Ewangelia Mateusza, napisana przede wszystkim w celu ewangelizacji Żydów, przedstawia Jezusa jako nowego i wielkiego Mojżesza. Mojżesz był wielkim wybawcą i prawodawcą Izraela, Bożym narzędziem do wyprowadzenia ich z niewoli, który otrzymał od Boga specjalne prawo na górze Synaj. Ale Jezus jest większym Zbawicielem, bo jest samym Bogiem i nie tylko otrzymuje prawo od Boga, ale daje nowe prawo jako sam Bóg.
Mateusz pokazuje Jezusa wspinającego się na górę, jak Mojżesz wspinał się na Synaj. Będąc samemu prawodawcą, Jezus siada. I podczas gdy Mojżesz słucha, Jezus mówi. Następnie, aby rozpocząć swoje Kazanie na Górze, i jako duchowy szczyt góry, Jezus daje nam błogosławieństwa. Błogosławieństwa (z łaciny "beati") to sposoby otrzymywania błogosławieństwa Bożego, a ostatecznie dzielenia się Jego błogosławieństwem w niebie. Są one wzorem świętości. Z pozoru proste, im bardziej je rozważasz, tym bardziej wymagające się stają.

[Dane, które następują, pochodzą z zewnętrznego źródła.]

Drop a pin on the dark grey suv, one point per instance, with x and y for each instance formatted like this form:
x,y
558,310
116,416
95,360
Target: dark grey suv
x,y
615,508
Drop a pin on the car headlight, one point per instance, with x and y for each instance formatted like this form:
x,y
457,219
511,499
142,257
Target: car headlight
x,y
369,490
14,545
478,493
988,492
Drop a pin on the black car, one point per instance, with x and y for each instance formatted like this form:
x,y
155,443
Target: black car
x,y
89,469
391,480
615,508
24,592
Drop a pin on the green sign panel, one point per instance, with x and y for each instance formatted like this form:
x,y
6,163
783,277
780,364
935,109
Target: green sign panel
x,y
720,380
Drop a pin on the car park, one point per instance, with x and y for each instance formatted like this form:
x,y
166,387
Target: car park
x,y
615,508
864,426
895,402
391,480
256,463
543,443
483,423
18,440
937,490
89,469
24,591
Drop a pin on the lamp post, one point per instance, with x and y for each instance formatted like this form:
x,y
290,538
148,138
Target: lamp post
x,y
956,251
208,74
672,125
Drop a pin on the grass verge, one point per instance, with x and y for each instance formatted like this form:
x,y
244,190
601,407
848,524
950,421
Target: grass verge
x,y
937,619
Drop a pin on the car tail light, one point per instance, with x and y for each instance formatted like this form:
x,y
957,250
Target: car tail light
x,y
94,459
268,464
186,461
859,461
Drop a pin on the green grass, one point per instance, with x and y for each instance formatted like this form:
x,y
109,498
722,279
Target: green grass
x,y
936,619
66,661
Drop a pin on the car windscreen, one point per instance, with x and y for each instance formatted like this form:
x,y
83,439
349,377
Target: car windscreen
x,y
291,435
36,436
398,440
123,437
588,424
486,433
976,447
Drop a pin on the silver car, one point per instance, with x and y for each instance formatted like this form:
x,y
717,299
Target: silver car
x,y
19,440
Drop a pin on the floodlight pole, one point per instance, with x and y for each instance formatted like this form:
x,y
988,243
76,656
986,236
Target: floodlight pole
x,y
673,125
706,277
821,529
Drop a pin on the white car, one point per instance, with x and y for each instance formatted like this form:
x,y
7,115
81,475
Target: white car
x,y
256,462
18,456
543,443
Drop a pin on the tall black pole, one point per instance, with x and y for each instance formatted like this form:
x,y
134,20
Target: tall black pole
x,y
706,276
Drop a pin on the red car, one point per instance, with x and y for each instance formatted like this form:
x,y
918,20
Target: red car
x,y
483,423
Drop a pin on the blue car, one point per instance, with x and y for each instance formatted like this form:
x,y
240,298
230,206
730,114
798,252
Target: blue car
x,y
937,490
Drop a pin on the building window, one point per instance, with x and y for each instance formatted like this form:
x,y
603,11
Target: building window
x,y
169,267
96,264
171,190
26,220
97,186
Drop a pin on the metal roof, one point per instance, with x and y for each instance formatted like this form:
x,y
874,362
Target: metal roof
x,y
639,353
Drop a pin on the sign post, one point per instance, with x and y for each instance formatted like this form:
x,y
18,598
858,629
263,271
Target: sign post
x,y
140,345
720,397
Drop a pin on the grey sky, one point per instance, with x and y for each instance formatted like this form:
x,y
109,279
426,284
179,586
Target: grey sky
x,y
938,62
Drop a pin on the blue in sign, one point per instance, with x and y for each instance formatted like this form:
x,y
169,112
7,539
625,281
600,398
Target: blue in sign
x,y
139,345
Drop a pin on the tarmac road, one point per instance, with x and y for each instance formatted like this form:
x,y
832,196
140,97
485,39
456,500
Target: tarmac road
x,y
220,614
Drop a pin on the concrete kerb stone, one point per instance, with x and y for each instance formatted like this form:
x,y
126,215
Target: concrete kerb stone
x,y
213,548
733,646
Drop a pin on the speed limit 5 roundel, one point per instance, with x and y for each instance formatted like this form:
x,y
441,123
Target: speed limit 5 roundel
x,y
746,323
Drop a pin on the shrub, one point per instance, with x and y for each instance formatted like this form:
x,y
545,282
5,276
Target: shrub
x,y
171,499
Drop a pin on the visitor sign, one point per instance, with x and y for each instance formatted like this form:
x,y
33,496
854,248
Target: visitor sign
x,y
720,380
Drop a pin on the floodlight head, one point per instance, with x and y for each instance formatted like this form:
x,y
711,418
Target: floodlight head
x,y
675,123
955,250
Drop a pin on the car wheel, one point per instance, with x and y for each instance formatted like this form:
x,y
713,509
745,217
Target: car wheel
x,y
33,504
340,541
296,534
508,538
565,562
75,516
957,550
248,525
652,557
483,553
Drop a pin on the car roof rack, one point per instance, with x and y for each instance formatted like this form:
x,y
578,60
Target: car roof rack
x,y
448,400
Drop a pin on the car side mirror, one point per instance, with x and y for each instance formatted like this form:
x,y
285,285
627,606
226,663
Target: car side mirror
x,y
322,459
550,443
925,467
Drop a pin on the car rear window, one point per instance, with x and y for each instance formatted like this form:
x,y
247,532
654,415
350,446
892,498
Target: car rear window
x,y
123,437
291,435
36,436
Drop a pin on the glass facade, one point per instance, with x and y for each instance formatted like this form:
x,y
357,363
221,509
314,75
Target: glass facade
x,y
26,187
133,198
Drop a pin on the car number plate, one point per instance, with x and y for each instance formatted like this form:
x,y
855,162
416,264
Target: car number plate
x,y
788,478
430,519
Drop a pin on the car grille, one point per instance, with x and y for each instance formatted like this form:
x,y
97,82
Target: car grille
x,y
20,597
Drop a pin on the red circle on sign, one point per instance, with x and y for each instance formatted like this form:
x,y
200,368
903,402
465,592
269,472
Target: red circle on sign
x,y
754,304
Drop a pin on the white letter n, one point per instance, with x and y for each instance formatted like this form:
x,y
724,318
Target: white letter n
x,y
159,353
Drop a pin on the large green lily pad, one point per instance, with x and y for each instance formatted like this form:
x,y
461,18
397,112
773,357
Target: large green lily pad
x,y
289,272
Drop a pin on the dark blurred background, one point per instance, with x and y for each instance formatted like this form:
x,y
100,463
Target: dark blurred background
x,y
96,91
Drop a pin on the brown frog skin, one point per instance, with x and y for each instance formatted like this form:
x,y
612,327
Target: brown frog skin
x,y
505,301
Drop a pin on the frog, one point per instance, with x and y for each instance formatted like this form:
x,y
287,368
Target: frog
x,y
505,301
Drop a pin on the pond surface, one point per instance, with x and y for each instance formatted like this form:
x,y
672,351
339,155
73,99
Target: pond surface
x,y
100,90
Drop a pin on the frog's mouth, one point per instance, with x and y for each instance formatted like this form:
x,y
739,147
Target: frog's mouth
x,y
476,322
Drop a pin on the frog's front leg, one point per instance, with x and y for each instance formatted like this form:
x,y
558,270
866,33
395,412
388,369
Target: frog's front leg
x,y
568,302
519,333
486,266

Świętość zaczyna się od ubóstwa ducha. Jest to brama do innych błogosławieństw, ponieważ zaczynamy otrzymywać Boże błogosławieństwa dopiero wtedy, gdy docenimy naszą absolutną potrzebę ich otrzymania. Bogaty człowiek myśli, że nie potrzebuje Boga. Potem przychodzi łagodność, która nie ma nic wspólnego ze słabością. Mojżesza, "człowiek bardzo skromny, bardziej niż ktokolwiek inny na powierzchni ziemi". (Num 12:3), poprowadził swój lud do Ziemi Obiecanej. Następnie Jezus mówi: "Błogosławieni, którzy się smucą", tych, którzy nie są zadowoleni z tej ziemi, tych, którzy gorzko ubolewają nad złem i naprawiają je.
Kolejne błogosławieństwo brzmi: "łaknąć i pragnąć sprawiedliwości", co ma podwójne znaczenie: dążyć do osobistej świętości, być człowiekiem sprawiedliwym, jako człowiek prawości. Święty Józef (por. Mt 1,19), ale także sprawiedliwości społecznej. Rzeczywiście, jedno prowadzi do drugiego: chcemy, aby prawo Boże było wypełniane w naszym życiu i w społeczeństwie. Świętość nigdy nie jest formą uniku, ale prowadzi nas do przemiany otaczającego nas świata, do uczynienia go bardziej takim, jakim chce go widzieć Bóg.
Potem przychodzi wezwanie do życia miłosierdziem. Nie możemy oczekiwać, że ją otrzymamy, jeśli nie będziemy jej praktykować z innymi. Nigdy nie będziemy cieszyć się szczęściem, jeśli nie będziemy potrafili współczuć i przebaczać innym. Błogosławione serce nie jest twardym sercem.
"Błogosławieni czystego serca, albowiem oni Boga oglądać będą". Żądza i oszustwo zaślepiają nas na Boga. Tylko czyste serce jest zdolne do miłości, a świętość to miłość do Boga i innych. Następny przychodzi: "Błogosławieni pokój czyniący, albowiem oni będą nazwani dziećmi Bożymi". Jak trudno jest promować pokój; ale im bardziej to robimy, im więcej pokoju jest w naszych duszach, tym bardziej będziemy dziećmi Boga.
Ostatnie błogosławieństwo przypomina konkluzję pozostałych: jesteśmy błogosławieni, gdy spotykają nas prześladowania, bo to doprowadzi nas do nieba. Życie w świętości wywołuje gniew szatana i musimy liczyć się z jego atakami. Ale jeśli wytrwamy, nasze "Nagroda będzie wielka w niebie".
Homilia na czytania z niedzieli, 4. niedziela czasu zwykłego (A)
Ksiądz Luis Herrera Campo oferuje swój nanomiliaKrótkie, jednominutowe rozważania do czytań tej niedzieli.